Posted by BoMToons - May 3rd, 2019

Edit: Go vote for my art in the art portal!!!!

I just finished the book: A Short History of Nearly Everything by Bill Bryson


It touches on just about every major branch of science and the history of scientific discovery in surprising, but never boring or alienating, depth. The narrative is built around how we came to be who we are from the Big Bang through the expansion of the universe, the formation of our solar system and planet, our planet's history (including the history of science itself), early (and current) microorganisms, through the branches of evolution, to today. And it does all this with a great dash of British dry humo(u)r (though the author was born in Des Moines Iowa...).

Topics covered:

  • Astrophysics
  • Physics
  • Chemistry
  • Biology
  • Evolution
  • Anthropology
  • Geophysics
  • Geology
  • Science History
  • And probably more (and many of the sub-branches within each of those)

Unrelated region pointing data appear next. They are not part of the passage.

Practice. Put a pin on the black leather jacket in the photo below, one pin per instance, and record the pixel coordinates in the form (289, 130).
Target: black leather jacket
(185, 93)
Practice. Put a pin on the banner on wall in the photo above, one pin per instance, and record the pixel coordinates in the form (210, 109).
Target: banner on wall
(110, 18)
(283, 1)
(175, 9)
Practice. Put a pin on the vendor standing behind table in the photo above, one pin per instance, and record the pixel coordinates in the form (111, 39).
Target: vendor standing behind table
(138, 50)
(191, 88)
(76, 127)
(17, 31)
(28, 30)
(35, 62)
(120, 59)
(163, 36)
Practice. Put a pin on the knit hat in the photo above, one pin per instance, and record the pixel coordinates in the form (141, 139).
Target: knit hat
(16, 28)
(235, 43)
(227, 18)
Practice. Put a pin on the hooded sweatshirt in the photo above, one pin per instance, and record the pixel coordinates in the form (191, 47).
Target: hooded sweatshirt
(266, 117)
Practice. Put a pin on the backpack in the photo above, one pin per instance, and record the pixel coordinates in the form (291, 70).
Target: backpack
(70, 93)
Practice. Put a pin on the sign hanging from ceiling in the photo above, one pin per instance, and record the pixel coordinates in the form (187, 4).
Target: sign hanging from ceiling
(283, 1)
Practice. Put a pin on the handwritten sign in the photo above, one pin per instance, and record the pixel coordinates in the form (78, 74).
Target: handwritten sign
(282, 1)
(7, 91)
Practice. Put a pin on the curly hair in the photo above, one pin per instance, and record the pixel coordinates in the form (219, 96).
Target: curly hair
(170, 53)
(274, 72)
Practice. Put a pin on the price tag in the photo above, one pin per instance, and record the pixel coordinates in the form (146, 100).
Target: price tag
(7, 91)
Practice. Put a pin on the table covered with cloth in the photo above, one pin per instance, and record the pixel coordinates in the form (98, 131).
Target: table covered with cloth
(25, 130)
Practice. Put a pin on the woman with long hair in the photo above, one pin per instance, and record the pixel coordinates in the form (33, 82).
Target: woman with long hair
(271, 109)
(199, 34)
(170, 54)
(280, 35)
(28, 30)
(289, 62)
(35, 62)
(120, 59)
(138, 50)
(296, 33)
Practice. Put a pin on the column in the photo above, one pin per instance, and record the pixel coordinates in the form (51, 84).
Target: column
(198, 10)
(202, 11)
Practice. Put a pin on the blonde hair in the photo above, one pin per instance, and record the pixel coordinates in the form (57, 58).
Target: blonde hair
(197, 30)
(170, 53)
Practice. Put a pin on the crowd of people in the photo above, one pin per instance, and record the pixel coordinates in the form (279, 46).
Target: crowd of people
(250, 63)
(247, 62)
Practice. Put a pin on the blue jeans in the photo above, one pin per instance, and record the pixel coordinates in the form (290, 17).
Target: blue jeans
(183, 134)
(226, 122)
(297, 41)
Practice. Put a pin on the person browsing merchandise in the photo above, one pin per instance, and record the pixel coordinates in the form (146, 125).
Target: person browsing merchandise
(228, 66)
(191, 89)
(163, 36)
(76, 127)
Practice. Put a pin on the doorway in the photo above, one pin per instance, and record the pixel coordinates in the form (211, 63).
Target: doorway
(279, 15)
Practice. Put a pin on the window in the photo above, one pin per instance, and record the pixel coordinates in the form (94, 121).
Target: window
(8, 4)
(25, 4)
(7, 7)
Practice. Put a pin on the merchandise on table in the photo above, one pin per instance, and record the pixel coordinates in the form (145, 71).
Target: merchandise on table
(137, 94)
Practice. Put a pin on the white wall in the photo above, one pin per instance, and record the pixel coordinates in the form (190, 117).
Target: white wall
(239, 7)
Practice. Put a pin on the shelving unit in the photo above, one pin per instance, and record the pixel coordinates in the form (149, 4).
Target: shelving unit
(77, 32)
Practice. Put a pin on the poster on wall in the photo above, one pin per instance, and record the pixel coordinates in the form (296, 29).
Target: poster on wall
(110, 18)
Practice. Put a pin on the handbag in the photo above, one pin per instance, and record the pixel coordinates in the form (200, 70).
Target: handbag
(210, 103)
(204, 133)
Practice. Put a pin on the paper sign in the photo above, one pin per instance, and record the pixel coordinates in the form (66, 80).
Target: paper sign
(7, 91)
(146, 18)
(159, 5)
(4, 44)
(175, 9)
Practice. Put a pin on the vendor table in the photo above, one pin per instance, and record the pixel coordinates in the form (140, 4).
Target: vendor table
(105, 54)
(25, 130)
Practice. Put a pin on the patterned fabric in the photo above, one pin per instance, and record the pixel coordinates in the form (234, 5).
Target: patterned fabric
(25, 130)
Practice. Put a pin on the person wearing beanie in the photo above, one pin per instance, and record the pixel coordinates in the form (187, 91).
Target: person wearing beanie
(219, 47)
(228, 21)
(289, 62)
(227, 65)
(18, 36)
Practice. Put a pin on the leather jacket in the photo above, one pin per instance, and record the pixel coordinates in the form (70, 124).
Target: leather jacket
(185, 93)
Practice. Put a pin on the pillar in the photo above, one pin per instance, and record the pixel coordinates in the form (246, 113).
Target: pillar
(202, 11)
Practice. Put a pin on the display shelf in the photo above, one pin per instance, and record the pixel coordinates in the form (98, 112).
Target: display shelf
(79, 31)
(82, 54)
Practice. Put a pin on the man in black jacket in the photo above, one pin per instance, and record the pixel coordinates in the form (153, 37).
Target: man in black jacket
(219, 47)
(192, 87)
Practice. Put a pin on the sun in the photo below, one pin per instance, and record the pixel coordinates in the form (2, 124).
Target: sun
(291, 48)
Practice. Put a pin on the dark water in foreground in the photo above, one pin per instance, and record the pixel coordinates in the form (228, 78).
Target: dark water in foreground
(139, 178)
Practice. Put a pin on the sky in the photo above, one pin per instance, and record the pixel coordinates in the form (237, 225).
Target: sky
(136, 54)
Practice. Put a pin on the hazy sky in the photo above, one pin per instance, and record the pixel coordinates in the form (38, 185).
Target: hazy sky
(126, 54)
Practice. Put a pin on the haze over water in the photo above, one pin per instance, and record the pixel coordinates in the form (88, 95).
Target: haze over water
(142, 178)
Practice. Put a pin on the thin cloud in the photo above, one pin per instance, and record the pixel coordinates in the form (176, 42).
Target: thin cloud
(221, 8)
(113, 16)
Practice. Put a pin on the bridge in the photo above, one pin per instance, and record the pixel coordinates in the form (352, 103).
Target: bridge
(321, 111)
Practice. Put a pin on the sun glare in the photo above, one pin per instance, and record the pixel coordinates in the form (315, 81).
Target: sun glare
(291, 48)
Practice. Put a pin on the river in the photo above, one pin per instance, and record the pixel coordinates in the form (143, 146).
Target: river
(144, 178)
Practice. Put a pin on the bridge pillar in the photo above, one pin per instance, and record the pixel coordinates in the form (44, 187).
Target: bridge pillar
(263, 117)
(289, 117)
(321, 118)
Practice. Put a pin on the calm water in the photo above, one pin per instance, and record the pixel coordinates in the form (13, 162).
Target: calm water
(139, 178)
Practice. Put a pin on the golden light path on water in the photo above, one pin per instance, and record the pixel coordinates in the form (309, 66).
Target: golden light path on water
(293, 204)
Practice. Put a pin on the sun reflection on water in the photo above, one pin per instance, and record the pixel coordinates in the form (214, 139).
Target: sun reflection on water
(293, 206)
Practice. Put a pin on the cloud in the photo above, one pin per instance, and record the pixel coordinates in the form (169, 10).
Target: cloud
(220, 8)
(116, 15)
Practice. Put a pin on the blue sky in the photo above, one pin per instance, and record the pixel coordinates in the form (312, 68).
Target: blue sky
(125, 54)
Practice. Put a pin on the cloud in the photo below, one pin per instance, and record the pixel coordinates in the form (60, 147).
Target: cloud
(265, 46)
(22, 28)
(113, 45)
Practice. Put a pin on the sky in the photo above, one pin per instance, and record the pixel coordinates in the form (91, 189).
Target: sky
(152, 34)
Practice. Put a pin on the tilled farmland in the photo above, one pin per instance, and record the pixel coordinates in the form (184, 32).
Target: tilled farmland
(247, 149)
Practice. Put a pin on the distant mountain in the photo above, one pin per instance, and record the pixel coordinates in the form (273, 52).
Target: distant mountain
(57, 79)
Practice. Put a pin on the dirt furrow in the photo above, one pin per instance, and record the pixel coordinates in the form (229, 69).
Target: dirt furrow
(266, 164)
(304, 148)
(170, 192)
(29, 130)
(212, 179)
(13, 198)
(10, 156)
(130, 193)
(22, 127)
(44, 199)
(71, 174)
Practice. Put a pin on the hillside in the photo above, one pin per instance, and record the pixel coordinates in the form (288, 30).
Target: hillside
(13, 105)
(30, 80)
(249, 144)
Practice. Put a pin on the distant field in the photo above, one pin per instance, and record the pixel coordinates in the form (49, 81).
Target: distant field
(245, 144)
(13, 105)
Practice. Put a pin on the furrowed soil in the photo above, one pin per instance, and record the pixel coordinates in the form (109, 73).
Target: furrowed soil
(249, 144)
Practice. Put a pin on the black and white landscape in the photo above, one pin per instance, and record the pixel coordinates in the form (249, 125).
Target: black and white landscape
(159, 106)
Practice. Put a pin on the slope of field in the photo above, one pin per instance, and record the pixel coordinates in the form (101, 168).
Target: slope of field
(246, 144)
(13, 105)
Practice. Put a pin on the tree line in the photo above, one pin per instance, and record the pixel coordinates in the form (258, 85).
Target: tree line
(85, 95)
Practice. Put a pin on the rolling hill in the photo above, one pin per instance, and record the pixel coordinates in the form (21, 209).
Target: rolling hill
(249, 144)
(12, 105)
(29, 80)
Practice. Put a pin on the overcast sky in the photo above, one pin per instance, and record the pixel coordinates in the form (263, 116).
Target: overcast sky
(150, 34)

What I really enjoyed is that it made it easy to see and understand the interconnectedness of all these scientific disciplines. I can see anyone, old or young, reading this book and coming away with a better understanding of, well, everything. It's very approachable.

I've heard there's an illustrated version. It'd be neat to have that sitting around the house for anyone to pick up, turn to a section randomly, and learn in bite-sized chunks.

It was published in 2003 and updated in 2005, so there are some more recent scientific advancements that are missing, but overall, would highly recommend if you're a fan of science!

Next up is a classic called "Fear and Trembling" which is a sharp shift from all the science stuff I've been reading lately. It was written in 1843, in Danish, by resident of Denmark Søren Kierkegaard (under a story-relevant pseudonym "Johannes De Silentio"). It's a short philosophical study of the Biblical story of Abraham sacrificing his son Isaac. The little I've peeked at in advance seems pretty compelling.

After that is the Robert Heinlein book I mentioned in my last post "Stranger in a Strange Land" (which is also a Biblical reference I just realized) about a human born on Mars that comes to Earth.

I'm still chipping away at the computer science book "Design Patterns" but it's slow going because it's so dense and SO NOT entertaining... Full of useful information though.

Oh, and also "Le Ton Beau De Marot!" (Taking that one slowly just to savor it). As I've mentioned before, it's vying for position as my favorite book ever.

I need some more suggestions for books to listen to while I'm driving, so please leave me a comment.

Here's some art I made in exchange for your comment! (I call it "Beetle Cancer")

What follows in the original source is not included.